After completing six rounds of chemo, she was scheduled for mastectomy and then another 25 rounds of radiotherapy, followed by a laparoscopic oophorectomy.
“It took me a while to resume some daily routine after the mastectomy and after the second surgery, I refrained from driving for six weeks. That’s tough,” she said with a laugh.
After the mastectomy and the removal of lymph nodes, she learnt from a friend to stay away from saunas, spas and hot baths as the environment could cause lymphedema.
“No one in this hospital or care centre will tell you this. And I realised that exercise and a healthy diet are very important, more so for cancer survivors,” she cautioned.
Still radiant even after her mastectomy.
The faces that eased her pain
It is now a year since she was diagnosed with cancer. She is still recovering from the side effects of the treatment, peripheral neuropathy being one of them. She is now on hormone therapy for the next five to ten years.
“I am truly blessed that I survived this,” she said, giving a sweet smile.
Karen pointed out that cancer affects more than just the physical, but also the mental, spiritual and emotional aspects of the patient. There is a great deal of fear and a lot of what-ifs.
Karen attributes her source of strength to her two daughters and husband.
Her husband had been a steadfast companion, always present at her side throughout the six rounds of chemo. “He was ever ready to get what I felt like eating or drinking,” she said, a smile of appreciation forming on her lips.
His happy-go-lucky character was a good balance to her personality, which is prone to worries.
“He was my driver, my butler, my morning walk kaki, my chef and my personal shopper. Never in my life would I have thought of him going to the mall shopping for headscarves and headcovers for me!” she chirped happily.
During her treatment, Karen also received unconditional help from her neighbours and friends. “My Malay neighbour gave me her headscarf.
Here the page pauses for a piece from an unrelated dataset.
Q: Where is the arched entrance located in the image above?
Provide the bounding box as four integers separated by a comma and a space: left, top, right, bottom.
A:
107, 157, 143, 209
My Indian neighbour cooked for me, especially the time when I craved curry so much since I couldn’t taste anything else,” she said, her face lighting up as she recounted this.
Karen’s condition did not limit her activities, including her love for baking.
It is said that every story comes with a lesson, just like a book with a bookmark slipped within it. This story of Karen and her survival against cancer is a nudge to us to appreciate every moment of our life. We may never know when we get a life-threatening disease.
“Love yourself! And this does not equate to being selfish! We are brought up in a belief that we must put ourselves last and always think about others first before you think about yourself,” she said wholeheartedly.
She had also been introduced to many people who were diagnosed with terminal stage cancer and had been given a time frame by the doctor. All survived and have been cancer-free for five, nine, 30 years and beyond.
Nothing beats a strong and positive mind. The strong will to get well is so powerful.
“I like how my friend put it, “God has installed a sensor in me to remind me to cherish life more and most importantly to slow down when I need it,” she added.
Karen created these gorgeous crochets from scratch.
When prompted about the future, Karen expressed her desire to create a forum for cancer patients and survivors. This shall be a safe space where people come to support each other as well as to share their experiences.
This intention came after she realised that she couldn’t find any support for post-treatment side effects from social media or online articles.
“I think one should not think of cancer or any other sickness as a disease. We should look at it as a journey of healing. Throughout my journey over the past year, I look at life from a different perspective and appreciate things more, no matter how small. The bonds between my family and myself grew stronger and because of what happened to me, my friends around me value their health and time with their loved ones more. Call it a wake-up call or a pause button, I take it as a gift, an opportunity for me to look inward, to heal and to reset the priorities in life,” she said.